Al poco tiempo de estar en Caracas conseguí, no recuerdo cómo, un trabajo en la sección de Control de Presupuesto del Ministerio de Educación, y como la Librería Magisterio me quedaba a sólo media cuadra, la visitaba con bastante frecuencia. Así hice una buena amistad con su dueño, el doctor y educador Luis Beltrán Prieto, y sucedió que un día mientras tomábamos café en un botiquín de chinos me dijo que estaba pensando en hacer un nuevo mobiliario para su librería, y de la manera más inesperada me preguntó si yo aceptaría diseñarlo. Me quedé mudo. ¿De dónde sacaba el doctor Prieto que yo podía diseñar toda una librería? Yo había diseñado algunos muebles, había hechos dos escenografías, y había realizado unos pocos arreglos de interiores pero, ni en sueños, había imaginado diseñar toda una librería. Cuando al cabo de un silencioso momento me recuperé del asombro, le dije que lo pensaría.
Pasada una semana de gran conmoción interna, le dije que sí lo haría, y después de tomar medidas y sin preguntarle qué cosas debía tomar en cuenta para el buen funcionamiento de una librería, hice la planta de distribución y comencé los diseños.

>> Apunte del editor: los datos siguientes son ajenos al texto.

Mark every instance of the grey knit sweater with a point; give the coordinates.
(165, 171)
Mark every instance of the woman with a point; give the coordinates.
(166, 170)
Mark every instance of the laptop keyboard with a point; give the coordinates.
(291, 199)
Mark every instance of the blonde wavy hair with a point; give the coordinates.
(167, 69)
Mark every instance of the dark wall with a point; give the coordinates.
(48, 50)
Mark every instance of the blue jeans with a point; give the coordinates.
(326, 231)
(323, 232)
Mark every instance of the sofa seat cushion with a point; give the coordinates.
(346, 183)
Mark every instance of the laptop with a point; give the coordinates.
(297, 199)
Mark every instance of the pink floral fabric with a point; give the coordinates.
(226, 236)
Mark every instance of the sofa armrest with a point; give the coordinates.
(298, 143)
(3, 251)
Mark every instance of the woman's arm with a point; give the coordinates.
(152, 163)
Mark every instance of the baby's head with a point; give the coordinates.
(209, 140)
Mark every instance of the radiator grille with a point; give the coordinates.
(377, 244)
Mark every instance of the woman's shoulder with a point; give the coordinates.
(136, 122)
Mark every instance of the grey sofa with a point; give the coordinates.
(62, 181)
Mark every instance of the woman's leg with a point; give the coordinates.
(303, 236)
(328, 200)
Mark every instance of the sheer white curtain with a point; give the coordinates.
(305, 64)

Poco tiempo después, Gabriel Bracho, con quien también había hecho amistad y quien pensaba viajar a Chile y permanecer por algún tiempo en ese país, me propuso como suplente en las clases de Educación Artística que él daba en el Liceo de Aplicación, anexo al Instituto Pedagógico Nacional. Su proposición fue aprobada y luego de varios meses me cayó la responsabilidad de dar clases de dibujo e historia del arte en uno de los mejores liceos de la ciudad.
Las clases de dibujo no me preocupaban, pero sí la metodología a usar en Historia del Arte. Leí el programa y me tranquilizó saber que había visto, con detenimiento y con gozo, muchos originales de las civilizaciones, culturas y estilos sobre los cuales tendría que hablar. Lo que más me preocupaba era determinar el tiempo de cada oración —en la clase— una vez determinado el número de temas a tratar, la duración del año escolar y las imprevisibles preguntas de los alumnos y las contestaciones al interrogatorio que les hiciera.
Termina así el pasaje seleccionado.